Challenges for Singapore and Malaysia

Economic challenges such as the rapidly falling Malaysian ringgit has led to investors pulling out from the Malaysian market thereby affecting overall business spend.

“So it is a risk that business owners need to be willing to take on when expanding into the market,” Leon Lai said.

Moreover, there are other internal framework issues to consider before starting up in a different market.

“With regards to remuneration, wages are about 20% higher (talking about dollar for dollar value here) than Singapore, so you have to factor that in your business plan,” Lai said.

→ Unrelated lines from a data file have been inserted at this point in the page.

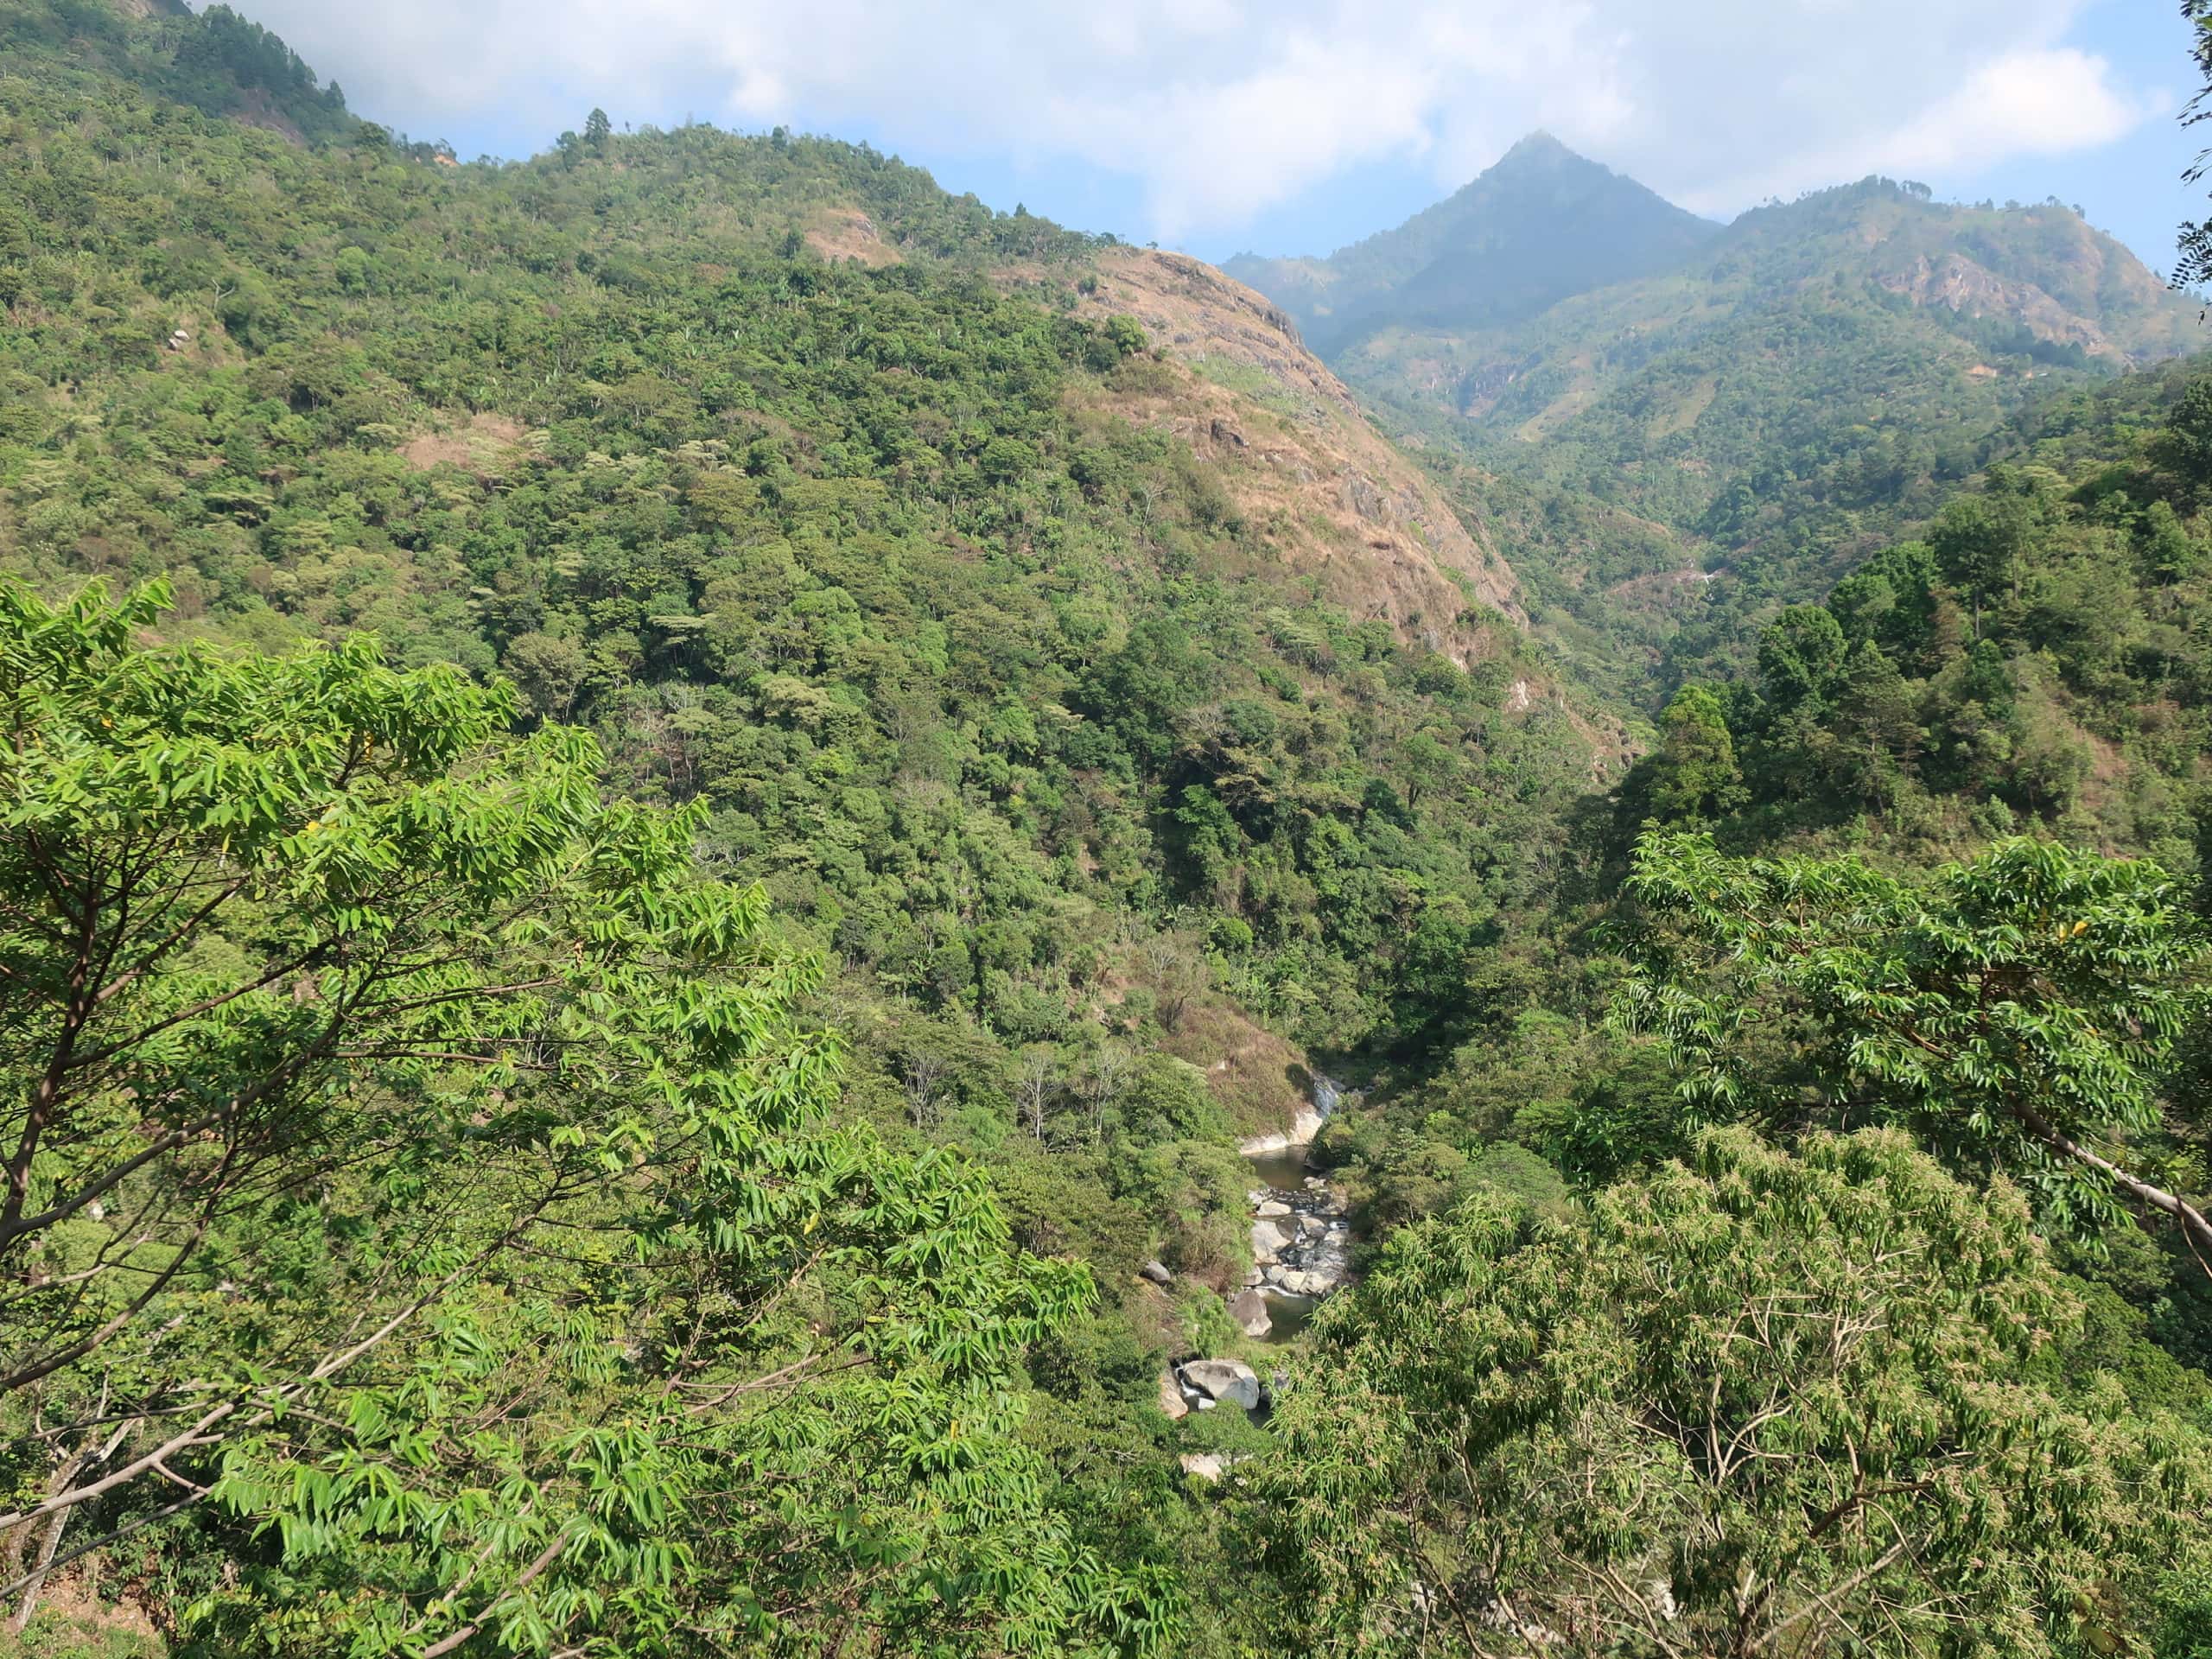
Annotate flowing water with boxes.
[1241,1073,1344,1345]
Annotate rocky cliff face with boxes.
[1052,249,1525,665]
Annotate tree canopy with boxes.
[0,580,1169,1655]
[1254,1128,2212,1656]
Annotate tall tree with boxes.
[1622,830,2212,1267]
[1643,683,1746,825]
[1253,1129,2212,1656]
[2178,0,2212,288]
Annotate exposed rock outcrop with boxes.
[1180,1358,1262,1411]
[1229,1287,1274,1339]
[1065,250,1527,664]
[1249,1173,1352,1301]
[1158,1367,1190,1421]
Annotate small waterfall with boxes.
[1311,1073,1341,1122]
[1235,1069,1346,1158]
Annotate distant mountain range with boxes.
[1226,135,2203,661]
[1225,133,1720,354]
[1231,132,2193,380]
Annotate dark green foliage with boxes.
[1623,391,2212,859]
[10,8,2212,1652]
[0,12,1606,1646]
[0,0,357,144]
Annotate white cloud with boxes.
[1880,47,2152,171]
[237,0,2155,240]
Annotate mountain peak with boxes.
[1228,135,1717,352]
[1497,130,1574,163]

According to Gary Tang, founder of The Media Shop, economic stability and client demand were lacking in Malaysia. As for the media landscape, the huge cultural differences makes the agency hesitant about entering the market.

Another challenge for Malaysia is that of talent. Sonya Madeira, founder and managing partner of Rice Communications, says a reason she hasn’t had a direct presence in Malaysia is because of the talent drain the country faces.

“Many of Malaysia’s highly sought-after talents are now moving to Singapore,” she said.

(Read also: Can Malaysia keep its senior talent?)

On the other hand, the key challenge for Malaysian agencies expanding into Singapore is the high operational costs borne by the agencies as compared to their cross-border counterparts. Ramchandani also highlighted that tightening laws on hiring foreign talent can put a damper on an agency that is eager to access and recruit high-quality talent.

“Now we don’t have a free hand in hiring anymore, as compared to two years ago.”

For Yellow Mango, the agency has had a hard time establishing its brand because Singapore companies are still reluctant to work with a Malaysian agency, citing discrepancies in the transfer of knowledge between the markets.

For example, most Singapore brands are not convinced that what has worked in Malaysia could work in the Singapore market as well, Alvin said.

“But as with any company starting up in a new locale, we have to work in establishing ourselves and I’m confident that we will adapt accordingly.”

To remedy this perceived lack of trust, the company is investing in cross-training of its staff.

Possible solutions

As for GOVT’s Lai, having a Malaysian partner onboard its team helped to ease the transition into the market.

“If you feel you have a unique business offering that you can provide in Malaysia, I think that it should be a valid consideration. After all, the market and therefore, opportunities, are much bigger than Singapore.

“Although the current exchange rate is not the most ideal, we shouldn’t forget that the primary aim should not be to convert your earnings into SG dollars.”

For Law, she explained that in considering a Malaysian outfit, it would make more business sense to use Malaysia for its production.

“For us, even though we service clients in Malaysia, the ideation process comes from Singapore whereas the production is done in Malaysia.”

Meanwhile, Tang feels having a partner in the market is a more feasible idea.

“We were looking to explore the Malaysia market some time last year and at that point we touched base with several independent media agencies to understand the market. We felt it would be more feasible to partner up with an agency rather than set up completely on our own.

“The Malaysian media scene is more relationship-based so it would be much easier to have an on-ground individual who is familiar. As a Singaporean, it was difficult for us to operate in a market which is so relationship-based.”

According to Madeira, servicing clients for Rice has been easy enough from here.

“When we first started we had clients that were headquartered in KL and we would fly down there every two weeks to have meetings. For us it didn’t make sense to have someone on the ground.

“However, if a client, regional or local, is really looking to heavily invest in the Malaysia market then I would try to convince my staff or find an amazing multi-faceted partner there.”